The first steps towards open access were taken twenty years ago, when researchers began sharing their publications with one another on the Internet. In the past ten years, various stakeholders in the Netherlands have been working towards creating an open access system. A wide variety of rules, agreements and options for open access publishing have emerged in the research community. The situation is confusing for authors, readers and publishers alike, and the stakeholders would like this confusion to be resolved as quickly as possible.

The Dutch Government will provide direction so that the stakeholders know what to expect and are able to make arrangements with one another. It will promote “golden” open access: publication in journals that make research articles available online free of charge. The State Secretary’s aim is fully implement the golden road to open access within ten years, in other words by 2024. In order to achieve this, at least 60 per cent of all articles will have to be available in open access journals in five years’ time. A fundamental changeover will only be possible if we cooperate and coordinate with other countries.

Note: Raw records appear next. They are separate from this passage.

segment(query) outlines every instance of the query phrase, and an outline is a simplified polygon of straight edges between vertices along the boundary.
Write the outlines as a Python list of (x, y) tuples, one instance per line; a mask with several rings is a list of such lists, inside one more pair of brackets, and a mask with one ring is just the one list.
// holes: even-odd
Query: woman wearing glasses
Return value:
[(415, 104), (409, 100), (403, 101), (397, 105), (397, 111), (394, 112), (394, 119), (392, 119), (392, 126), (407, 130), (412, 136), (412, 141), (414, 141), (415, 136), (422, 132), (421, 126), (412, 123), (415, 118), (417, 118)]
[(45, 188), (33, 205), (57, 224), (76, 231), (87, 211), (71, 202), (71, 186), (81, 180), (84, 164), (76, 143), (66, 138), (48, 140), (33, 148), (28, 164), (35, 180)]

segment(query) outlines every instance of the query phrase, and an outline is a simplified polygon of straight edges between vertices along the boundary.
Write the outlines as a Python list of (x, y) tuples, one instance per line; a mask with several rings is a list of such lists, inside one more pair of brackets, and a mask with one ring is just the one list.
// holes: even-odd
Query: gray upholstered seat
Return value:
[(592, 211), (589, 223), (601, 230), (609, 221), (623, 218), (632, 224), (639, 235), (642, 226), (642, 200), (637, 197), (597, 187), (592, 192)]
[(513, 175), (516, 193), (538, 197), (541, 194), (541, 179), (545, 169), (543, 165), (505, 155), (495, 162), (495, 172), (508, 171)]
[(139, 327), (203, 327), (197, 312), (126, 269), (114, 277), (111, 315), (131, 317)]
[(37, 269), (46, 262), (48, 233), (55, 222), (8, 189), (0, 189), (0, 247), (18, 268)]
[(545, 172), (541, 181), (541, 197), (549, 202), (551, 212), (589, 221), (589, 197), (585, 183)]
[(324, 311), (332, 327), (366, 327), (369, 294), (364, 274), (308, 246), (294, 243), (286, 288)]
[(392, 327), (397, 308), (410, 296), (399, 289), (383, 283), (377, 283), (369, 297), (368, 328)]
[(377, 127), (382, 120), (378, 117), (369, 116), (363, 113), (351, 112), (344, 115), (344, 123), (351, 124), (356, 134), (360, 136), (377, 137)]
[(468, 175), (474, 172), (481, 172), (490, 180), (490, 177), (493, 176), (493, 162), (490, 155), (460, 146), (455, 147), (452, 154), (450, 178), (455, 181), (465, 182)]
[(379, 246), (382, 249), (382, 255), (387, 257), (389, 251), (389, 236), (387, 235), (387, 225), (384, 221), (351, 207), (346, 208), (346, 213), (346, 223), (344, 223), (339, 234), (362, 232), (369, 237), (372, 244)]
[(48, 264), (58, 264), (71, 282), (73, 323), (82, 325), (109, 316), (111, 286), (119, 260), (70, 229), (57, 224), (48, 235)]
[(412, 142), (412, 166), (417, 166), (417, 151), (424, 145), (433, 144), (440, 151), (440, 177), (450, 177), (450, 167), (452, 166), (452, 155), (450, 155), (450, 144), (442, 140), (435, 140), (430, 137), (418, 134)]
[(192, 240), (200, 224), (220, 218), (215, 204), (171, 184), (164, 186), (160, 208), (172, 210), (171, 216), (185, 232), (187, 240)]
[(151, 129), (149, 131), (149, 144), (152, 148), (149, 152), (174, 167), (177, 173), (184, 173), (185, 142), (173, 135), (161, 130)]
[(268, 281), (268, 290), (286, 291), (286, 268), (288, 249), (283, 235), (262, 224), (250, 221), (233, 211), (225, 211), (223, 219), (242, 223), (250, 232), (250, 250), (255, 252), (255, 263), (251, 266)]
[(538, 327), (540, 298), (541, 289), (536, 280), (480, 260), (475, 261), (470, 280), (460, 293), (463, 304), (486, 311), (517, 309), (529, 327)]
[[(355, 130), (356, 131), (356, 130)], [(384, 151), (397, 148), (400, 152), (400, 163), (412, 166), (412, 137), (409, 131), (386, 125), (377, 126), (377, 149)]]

Further reading: http://www.government.nl/issues/science/documents-and-publications/parliamentary-documents/2014/01/21/open-access-to-publications.html orhttp://www.rijksoverheid.nl/ministeries/ocw/nieuws/2013/11/15/over-10-jaar-moeten-alle-wetenschappelijke-publicaties-gratis-online-beschikbaar-zijn.html

Do researchers even want Open Access?

The two other keynote speakers, David Black and Wolfram Koch presented their concerns on the transition from the current publishing model to open access. Researchers are increasingly using subject repositories for sharing their knowledge. There is an urgent need for a higher level of organization and for standards in this field. But who will take the lead? Also, we must not forget the systems for quality assurance and peer review. These are under pressure as enormous quantities of articles are being published and peer review tends to take place more and more after publication. Open access should lower the barriers for access to research for the users, but what about the barriers for scholars publishing on their research? Koch stated that the traditional model worked fine for researchers. They don’t want to change. However, there do not seem to be any figures to support this assertion.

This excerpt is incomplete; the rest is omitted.